Python - Read and write a file to S3 from Apache Spark on AWS EMR
Published
Updated
The following is an example Python script which will attempt to read in a JSON formatted text file using the S3A protocol available within Amazon’s S3 API. It then parses the JSON and writes back out to an S3 bucket of your choice. Please note this code is configured to overwrite any existing file, change the write mode if you do not desire this behavior.
from operator import add
from pyspark.sql import SparkSession
def main():
# Create our Spark Session via a SparkSession builder
spark = SparkSession.builder.appName("PySpark Example").getOrCreate()
# Read in a file from S3 with the s3a file protocol
# (This is a block based overlay for high performance supporting up to 5TB)
text = spark.read.text("s3a://my-bucket-name-in-s3/foldername/filein.txt")

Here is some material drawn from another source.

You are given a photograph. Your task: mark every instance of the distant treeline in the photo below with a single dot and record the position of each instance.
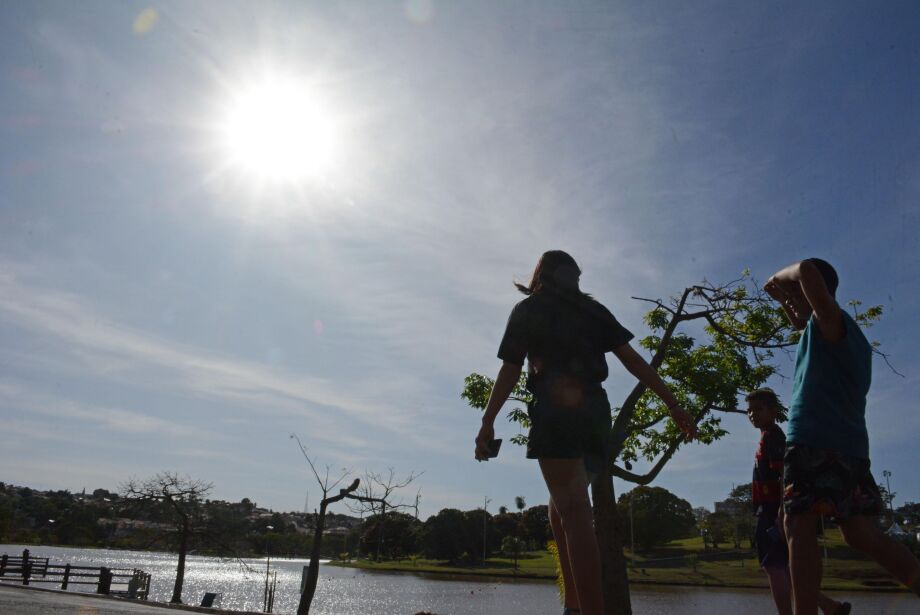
(104, 519)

# You can print out the text to the console like so:
print(text)
# You can also parse the text in a JSON format and get the first element:
print(text.toJSON().first())
# The following code will format the loaded data into a CSV formatted file and save it back out to S3
text.partition(1).write.format("com.databricks.spark.csv").option("header", "true").save(
path = "s3a://my-bucket-name-in-s3/foldername/fileout.txt", mode = "overwrite"
)
# Make sure to call stop() otherwise the cluster will keep running and cause problems for you
spark.stop()
main()
Running the code on an EMR Spark Cluster
I am assuming you already have a Spark cluster created within AWS. If not, it is easy to create, just click create and follow all of the steps, making sure to specify Apache Spark from the cluster type and click finish.

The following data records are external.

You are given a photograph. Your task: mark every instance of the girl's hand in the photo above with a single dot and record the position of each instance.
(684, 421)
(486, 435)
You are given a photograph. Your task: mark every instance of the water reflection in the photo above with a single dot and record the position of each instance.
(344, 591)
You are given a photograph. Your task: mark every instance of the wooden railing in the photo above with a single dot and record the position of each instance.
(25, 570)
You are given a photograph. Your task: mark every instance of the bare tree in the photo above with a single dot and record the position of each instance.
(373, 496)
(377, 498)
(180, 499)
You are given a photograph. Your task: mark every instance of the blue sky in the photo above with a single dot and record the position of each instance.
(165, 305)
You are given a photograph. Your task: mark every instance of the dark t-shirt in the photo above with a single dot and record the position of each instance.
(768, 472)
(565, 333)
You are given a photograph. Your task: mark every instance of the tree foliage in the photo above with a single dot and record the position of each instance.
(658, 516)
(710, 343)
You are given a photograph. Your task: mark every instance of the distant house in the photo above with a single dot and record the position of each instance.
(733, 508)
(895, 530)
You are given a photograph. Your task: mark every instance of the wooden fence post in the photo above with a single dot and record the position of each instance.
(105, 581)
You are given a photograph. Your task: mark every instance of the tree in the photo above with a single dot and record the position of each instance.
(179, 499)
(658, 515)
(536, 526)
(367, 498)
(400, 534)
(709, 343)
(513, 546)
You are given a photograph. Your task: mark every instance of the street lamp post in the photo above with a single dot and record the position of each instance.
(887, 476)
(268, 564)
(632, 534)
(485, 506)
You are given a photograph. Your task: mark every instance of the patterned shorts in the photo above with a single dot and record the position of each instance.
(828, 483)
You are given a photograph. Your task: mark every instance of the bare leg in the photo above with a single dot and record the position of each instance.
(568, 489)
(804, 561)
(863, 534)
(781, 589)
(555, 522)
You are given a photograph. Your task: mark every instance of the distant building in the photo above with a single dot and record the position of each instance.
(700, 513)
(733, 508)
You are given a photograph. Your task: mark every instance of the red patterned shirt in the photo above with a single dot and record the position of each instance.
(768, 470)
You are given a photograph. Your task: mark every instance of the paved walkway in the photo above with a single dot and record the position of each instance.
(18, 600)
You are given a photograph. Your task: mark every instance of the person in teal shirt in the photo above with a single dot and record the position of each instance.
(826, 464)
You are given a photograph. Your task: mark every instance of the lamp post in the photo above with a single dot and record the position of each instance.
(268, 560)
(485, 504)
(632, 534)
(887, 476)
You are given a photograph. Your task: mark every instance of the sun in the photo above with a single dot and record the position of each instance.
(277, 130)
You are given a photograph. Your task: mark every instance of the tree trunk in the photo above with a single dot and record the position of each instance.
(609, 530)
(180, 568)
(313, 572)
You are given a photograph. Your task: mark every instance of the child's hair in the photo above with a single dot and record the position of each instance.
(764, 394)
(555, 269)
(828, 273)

Next, upload your Python script via the S3 area within your AWS console.
In order to run this Python code on your AWS EMR (Elastic Map Reduce) cluster, open your AWS console and navigate to the EMR section. Click on your cluster in the list and open the Steps tab.
First, click the Add Step button in your desired cluster:
From here, click the Step Type from the drop down and select Spark Application.
Fill in the Application location field with the S3 Path to your Python script which you uploaded in an earlier step. Click the Add button.
Your Python script should now be running and will be executed on your EMR cluster. Give the script a few minutes to complete execution and click the view logs link to view the results.